In his statement of conditions, Manchin wrote that if “tax credits for solar and wind are included and extended, then fossil tax credits are not repealed.”

He identified two examples. One is the “intangible drilling costs” provision that allows those companies to immediately deduct a portion of their costs and the other is the “enhanced oil recovery” provision that allows companies to receive a tax credit for pumping oil and gas that cannot be recovered by gravity or water.

Environmental groups have called for the elimination of such tax breaks, a position favored by lawmakers such as Senate Finance Chair Ron Wyden, D-Ore., who has his own proposals to overhaul the tax code and roll back provisions that favor oil and gas companies.

“America’s tax code is rigged in favor of dirty fossil fuels and Big Oil,” Wyden wrote on Twitter in April.

House Ways and Means Chairman Richard E. Neal, D-Mass., has proposed leaving a number of oil and gas tax breaks alone, but says he does favor proposals such as using the reconciliation package to reinstate a Superfund tax on the industry.

The House Natural Resources Committee included in its portion of the reconciliation package a list of increased royalty rates and new fees on oil and gas operations on public lands. Manchin’s statement of principles did not specifically address those issues.

Energy industry support

Manchin’s defense of oil and gas tax breaks puts him at odds with many Democratic colleagues.

In an interview, Sen. Debbie Stabenow, D-Mich., noted that she’s working on a variety of climate proposals, including an initiative with Manchin related to clean manufacturing tax credits. But she said she’s against preserving tax breaks for oil and gas companies.

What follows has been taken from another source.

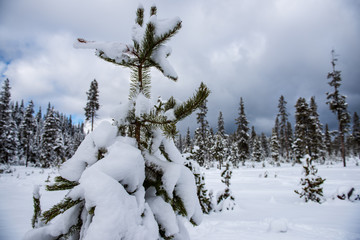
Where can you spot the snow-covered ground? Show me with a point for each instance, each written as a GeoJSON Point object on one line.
{"type": "Point", "coordinates": [266, 208]}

“I’m not interested in rewarding oil and gas companies who have had 100 years of tax benefits when we weren’t providing other benefits to other types of energy,” she said.

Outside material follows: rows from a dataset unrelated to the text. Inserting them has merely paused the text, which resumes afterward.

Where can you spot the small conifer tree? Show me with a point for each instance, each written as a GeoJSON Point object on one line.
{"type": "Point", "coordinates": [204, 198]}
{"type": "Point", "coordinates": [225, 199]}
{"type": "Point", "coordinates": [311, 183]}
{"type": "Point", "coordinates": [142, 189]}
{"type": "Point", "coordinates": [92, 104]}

For the 2022 election cycle, Manchin is the No. 1 recipient among all lawmakers of campaign contributions from the coal mining, mining, natural gas transmission and distribution and oil and gas industries, according to Open Secrets, a nonpartisan group that tracks money in politics.

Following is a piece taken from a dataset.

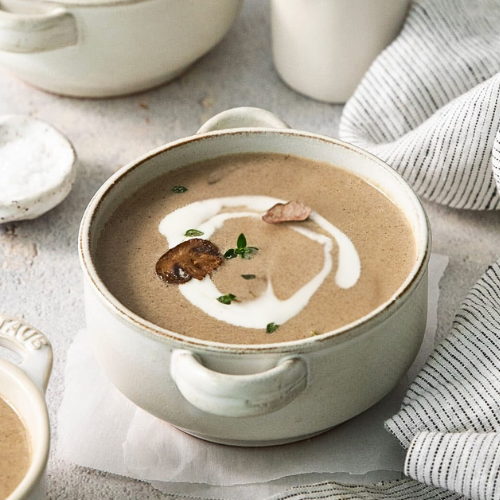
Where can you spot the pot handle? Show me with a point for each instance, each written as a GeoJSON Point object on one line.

He is the No. 2 recipient in Congress of contributions from electric utilities.

Manchin is financially linked to coal extraction. In addition to plots of land, real estate and private businesses, the senator owns shares of Enersystems, a Fairmont, W.Va., coal brokerage firm described in his latest available financial disclosure statement as a “Contract services and material provider for utility plants.”

For 2020, Manchin reported $491,949 in income from Enersystems. The company is valued between $1 million and $5 million, according to the disclosure.

Another Manchin condition: “Vehicle and fuel tax credits shall not be limited to electric vehicles — they must include hydrogen.”

President Joe Biden and leading congressional Democrats want to increase deployment of electric vehicles by building a national network of charging stations, funding improvements in the technology involved and electrifying bus fleets.

Manchin argues that if Democrats use the reconciliation package to further promote electric vehicles, they need to do the same for cars and trucks that run on hydrogen fuel cells.

Such vehicles don’t produce tailpipe greenhouse gas emissions, but the process for producing the hydrogen in their fuel cells requires electricity.

Critics say that even if that electricity comes from renewable sources, the overall process is less efficient than it is for electric vehicles. For now, much of that hydrogen would likely be produced using natural gas or coal to provide the electricity.

Proponents of the technology hope breakthroughs will improve hydrogen’s efficiency. And Manchin has touted research at West Virginia University to that end.

But Julie McNamara, a senior energy analyst with the Union of Concerned Scientists, wrote in December that the idea of hydrogen as an alternative to fossil fuels relies on carbon-free generation of the hydrogen, which is far from certain.

“The overwhelming majority of hydrogen in use today is produced via an emissions-intensive, fossil fuel-based approach, and there are a multitude of cost hurdles, resource constraints, and pollution-heavy alternatives standing in the way of such a pivot to green,” McNamara wrote.